Summaron 35mm 時の流れが止まったかのような不思議な静寂感

ズマロン(Summaron)35mm F3.5。びっくりするくらいによく写る。カラーでもモノクロでもとてもいい。色合いなどはどちらかというと地味な、ニュートラルな感じだが、全体のトーンがとても不思議な感じというか魅力的。

ズマロン(Summaron)35mm F3.5

開放だと結構周辺光量が落ちるが、一段程度絞るとびっくりするくらいシャープで解像度もすごい。最近のレンズと変わらない。

ズミクロンと比較して描写は結構違う感じか。個性的なのはもしかしたらズマロンかも。スペックとしてボケ味というのはあまり使えないにしても、被写体の持つ通常写らないような雰囲気まで撮れてしまう。ボケを必要としないような、質感等を客観的に表現したいとき、また広角レンズとしての街のスナップにはとてもいいレンズか。

 

 

どんなものを撮影してもなぜか画になってしまう。自分は勝手にライカマジックと呼んでいるのだが、このスペックでこれだけ映してくれるレンズが他にあるのだろうか、と思えるくらいのレベル。

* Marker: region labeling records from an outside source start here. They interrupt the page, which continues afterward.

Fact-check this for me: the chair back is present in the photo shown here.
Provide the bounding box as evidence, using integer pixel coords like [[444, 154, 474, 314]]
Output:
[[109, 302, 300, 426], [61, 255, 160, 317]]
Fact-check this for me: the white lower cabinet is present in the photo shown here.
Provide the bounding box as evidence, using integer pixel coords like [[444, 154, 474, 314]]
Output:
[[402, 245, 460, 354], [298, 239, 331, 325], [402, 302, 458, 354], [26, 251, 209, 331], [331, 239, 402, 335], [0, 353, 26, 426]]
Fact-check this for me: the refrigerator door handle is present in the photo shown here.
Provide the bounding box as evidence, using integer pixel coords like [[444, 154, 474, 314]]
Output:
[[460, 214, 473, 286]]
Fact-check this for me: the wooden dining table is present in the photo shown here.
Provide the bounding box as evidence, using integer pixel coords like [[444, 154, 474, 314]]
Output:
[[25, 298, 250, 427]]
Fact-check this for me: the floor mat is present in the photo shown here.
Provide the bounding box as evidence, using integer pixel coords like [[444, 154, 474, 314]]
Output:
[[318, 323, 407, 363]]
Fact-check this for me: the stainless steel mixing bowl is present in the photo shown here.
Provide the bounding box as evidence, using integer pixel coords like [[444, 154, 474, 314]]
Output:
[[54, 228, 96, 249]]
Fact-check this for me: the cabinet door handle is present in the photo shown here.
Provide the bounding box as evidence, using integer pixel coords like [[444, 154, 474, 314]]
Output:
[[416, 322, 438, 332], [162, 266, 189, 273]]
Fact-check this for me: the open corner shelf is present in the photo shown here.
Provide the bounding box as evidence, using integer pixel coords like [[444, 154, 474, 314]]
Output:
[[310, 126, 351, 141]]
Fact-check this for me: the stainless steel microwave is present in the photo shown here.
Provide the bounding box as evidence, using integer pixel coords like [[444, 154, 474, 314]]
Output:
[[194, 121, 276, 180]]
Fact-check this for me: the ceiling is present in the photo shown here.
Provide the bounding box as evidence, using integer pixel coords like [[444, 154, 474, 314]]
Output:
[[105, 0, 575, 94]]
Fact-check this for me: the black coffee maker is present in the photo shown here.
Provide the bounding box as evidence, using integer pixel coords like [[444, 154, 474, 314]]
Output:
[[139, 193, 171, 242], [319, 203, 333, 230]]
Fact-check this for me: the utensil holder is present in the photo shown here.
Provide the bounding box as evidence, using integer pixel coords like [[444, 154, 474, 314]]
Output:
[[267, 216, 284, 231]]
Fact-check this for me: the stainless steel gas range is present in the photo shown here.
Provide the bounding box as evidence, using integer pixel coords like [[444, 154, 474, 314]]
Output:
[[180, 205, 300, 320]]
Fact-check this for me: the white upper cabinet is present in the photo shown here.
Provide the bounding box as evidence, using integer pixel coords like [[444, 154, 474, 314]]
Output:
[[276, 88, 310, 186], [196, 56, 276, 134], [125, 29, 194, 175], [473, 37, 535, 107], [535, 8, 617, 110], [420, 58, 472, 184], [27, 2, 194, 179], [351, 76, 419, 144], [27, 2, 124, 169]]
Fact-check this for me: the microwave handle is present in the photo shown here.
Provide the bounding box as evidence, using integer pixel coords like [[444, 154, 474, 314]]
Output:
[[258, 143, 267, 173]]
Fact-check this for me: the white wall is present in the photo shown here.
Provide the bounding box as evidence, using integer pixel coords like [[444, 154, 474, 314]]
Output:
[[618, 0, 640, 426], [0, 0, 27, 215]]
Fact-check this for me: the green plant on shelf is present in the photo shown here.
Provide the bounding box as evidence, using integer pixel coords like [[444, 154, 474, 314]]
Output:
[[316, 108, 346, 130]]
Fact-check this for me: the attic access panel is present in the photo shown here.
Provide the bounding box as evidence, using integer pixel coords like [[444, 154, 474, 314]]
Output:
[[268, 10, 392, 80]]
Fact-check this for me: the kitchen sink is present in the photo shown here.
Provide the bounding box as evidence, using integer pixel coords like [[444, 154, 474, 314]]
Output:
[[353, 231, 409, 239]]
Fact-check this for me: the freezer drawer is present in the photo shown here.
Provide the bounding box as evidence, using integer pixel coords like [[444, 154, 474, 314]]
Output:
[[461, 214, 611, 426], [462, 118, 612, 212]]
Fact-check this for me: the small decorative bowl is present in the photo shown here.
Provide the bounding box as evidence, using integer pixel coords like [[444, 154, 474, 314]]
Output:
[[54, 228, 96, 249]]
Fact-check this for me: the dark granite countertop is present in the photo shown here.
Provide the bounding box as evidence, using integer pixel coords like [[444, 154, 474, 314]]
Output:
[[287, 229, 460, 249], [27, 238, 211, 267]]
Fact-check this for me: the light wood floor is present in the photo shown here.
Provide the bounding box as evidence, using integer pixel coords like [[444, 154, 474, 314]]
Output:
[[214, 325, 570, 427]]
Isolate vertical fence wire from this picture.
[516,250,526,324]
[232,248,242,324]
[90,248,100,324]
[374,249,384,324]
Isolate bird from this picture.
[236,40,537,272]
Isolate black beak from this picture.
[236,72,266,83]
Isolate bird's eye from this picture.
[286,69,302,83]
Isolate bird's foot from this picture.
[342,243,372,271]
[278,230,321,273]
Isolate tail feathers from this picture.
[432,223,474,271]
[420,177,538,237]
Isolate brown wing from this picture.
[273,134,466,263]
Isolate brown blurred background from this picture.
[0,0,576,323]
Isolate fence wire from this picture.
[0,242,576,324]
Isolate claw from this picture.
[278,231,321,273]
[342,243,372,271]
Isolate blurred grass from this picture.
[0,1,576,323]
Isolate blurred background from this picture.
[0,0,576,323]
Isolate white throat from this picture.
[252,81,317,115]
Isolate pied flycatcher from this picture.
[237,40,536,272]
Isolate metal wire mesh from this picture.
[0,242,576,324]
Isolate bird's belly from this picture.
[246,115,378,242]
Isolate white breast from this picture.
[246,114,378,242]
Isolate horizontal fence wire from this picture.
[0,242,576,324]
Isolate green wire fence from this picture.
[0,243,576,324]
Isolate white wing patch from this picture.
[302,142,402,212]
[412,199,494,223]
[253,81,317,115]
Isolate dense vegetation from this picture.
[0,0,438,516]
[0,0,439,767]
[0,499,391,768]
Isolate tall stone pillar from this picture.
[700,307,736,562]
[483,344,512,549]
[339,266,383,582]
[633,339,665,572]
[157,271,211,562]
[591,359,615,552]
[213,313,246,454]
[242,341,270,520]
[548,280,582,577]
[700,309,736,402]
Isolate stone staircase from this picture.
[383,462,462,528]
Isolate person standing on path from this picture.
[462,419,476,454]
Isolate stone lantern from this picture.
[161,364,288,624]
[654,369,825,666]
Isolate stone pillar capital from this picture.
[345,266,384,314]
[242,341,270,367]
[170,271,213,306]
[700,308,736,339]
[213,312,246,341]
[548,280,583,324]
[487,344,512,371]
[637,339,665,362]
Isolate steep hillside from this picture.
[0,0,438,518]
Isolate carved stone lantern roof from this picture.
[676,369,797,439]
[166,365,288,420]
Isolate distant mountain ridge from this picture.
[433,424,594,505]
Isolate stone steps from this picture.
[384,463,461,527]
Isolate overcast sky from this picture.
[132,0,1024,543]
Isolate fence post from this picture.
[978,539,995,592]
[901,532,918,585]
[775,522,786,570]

自分はそれほど長く使ったわけではないが、いまAPSCサイズのカメラなら35mmが標準なので、ライカの中では価格的にはこのレンズくらいしか手ごろなものが見当たらないが、状態さえよければ購入しても後悔することはそれほどないのではないかな。自分はレンズコレクターではないので、メインのレンズ一本とサブのレンズが1、2本あれば十分なほうなので手放してズミクロンを購入してしまったが、サブのレンズとして置いておいてもよかったか、と少し後悔している。